Some school counselor duties vary based on the age of students. For example, high school counselors may assist students with college or career planning, a function that isn't typical of counselors on the elementary or middle school levels.

Educational Requirements

The BLS reports that most states require a master's degree for school counselor licensure. Prior to graduate school, prospective school counselors may earn a bachelor's degree in psychology or a related major. School counseling graduate programs typically include coursework in lifespan development, research methods, statistics and student assessment. Some programs offer courses that focus on either young children or adolescents.
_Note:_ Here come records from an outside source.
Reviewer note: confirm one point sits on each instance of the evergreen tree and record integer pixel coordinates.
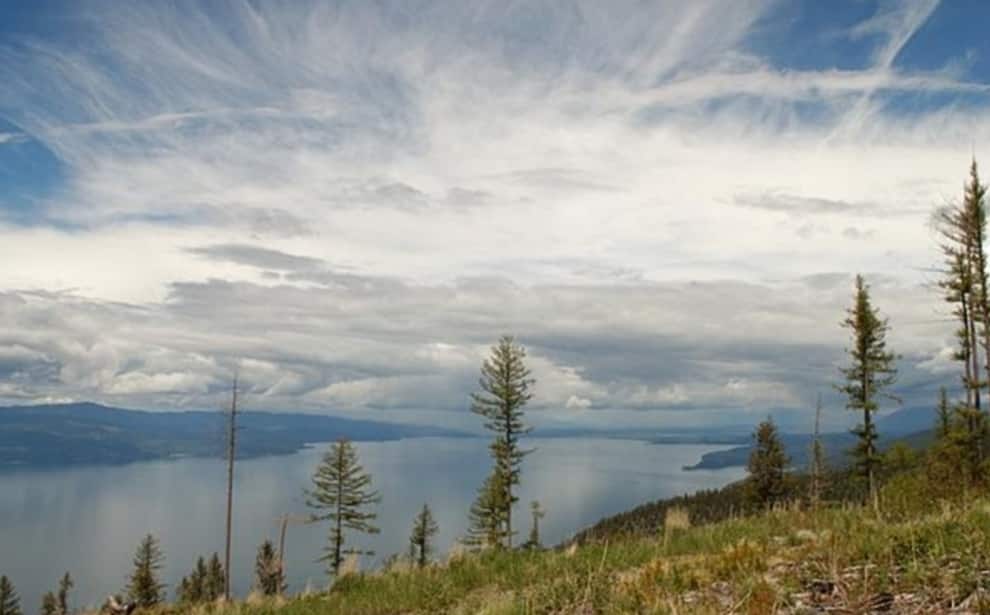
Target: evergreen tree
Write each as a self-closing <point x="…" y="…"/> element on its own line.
<point x="144" y="587"/>
<point x="214" y="579"/>
<point x="65" y="584"/>
<point x="183" y="592"/>
<point x="943" y="422"/>
<point x="486" y="519"/>
<point x="193" y="588"/>
<point x="537" y="513"/>
<point x="818" y="464"/>
<point x="341" y="493"/>
<point x="767" y="465"/>
<point x="49" y="604"/>
<point x="974" y="206"/>
<point x="505" y="389"/>
<point x="963" y="232"/>
<point x="267" y="570"/>
<point x="421" y="539"/>
<point x="10" y="603"/>
<point x="871" y="371"/>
Clinical experience, offered through a practicum or internship, encompasses a significant portion of these curricula. In the course of their clinical experience, students typically develop counseling programs and consultative skills under the supervision of a practicing school counselor. Hour requirements for clinical experiences vary since many schools base their standards on state licensing board requirements.

Licensing Information

Aside from education, many states have experience requirements and mandatory background checks for school counselor licensure. Certifying exams in either teaching or counseling are also common. The BLS indicates that some states require school counselors to have experience as a teacher or hold a teaching certificate. Additionally, some states practice reciprocity with licenses; applicants can consult their state boards for more information.

Employment Opportunities

Career Outlook

The BLS stated that employment for school counselors was forecast to increase by 8 percent from 2014 to 2024, which is about the same as the national average for all occupations. The need for school counselors was expected to increase as school enrollments rise, although financial constraints could hinder growth in public schools and the government. Job opportunities are also available with nonprofit organizations.

Salary Information

The BLS reported that school counselors earned a median annual salary of $53,660 in May 2015. Pay may be significantly higher for experienced counselors or those in certain major cities. The BLS indicates that most school counselors work full time, but that some do not work during the summer when school is not in session.

School counselors must be well-trained and experienced in order to help students deal with whatever problem they are facing, whether through therapy, academic and career advice and support, or referrals to other professionals. An advanced degree combined with clinical practice and experience provides counselors with the skills they need to do their job well, and state licensing programs help to maintain a consistent standard of care and training.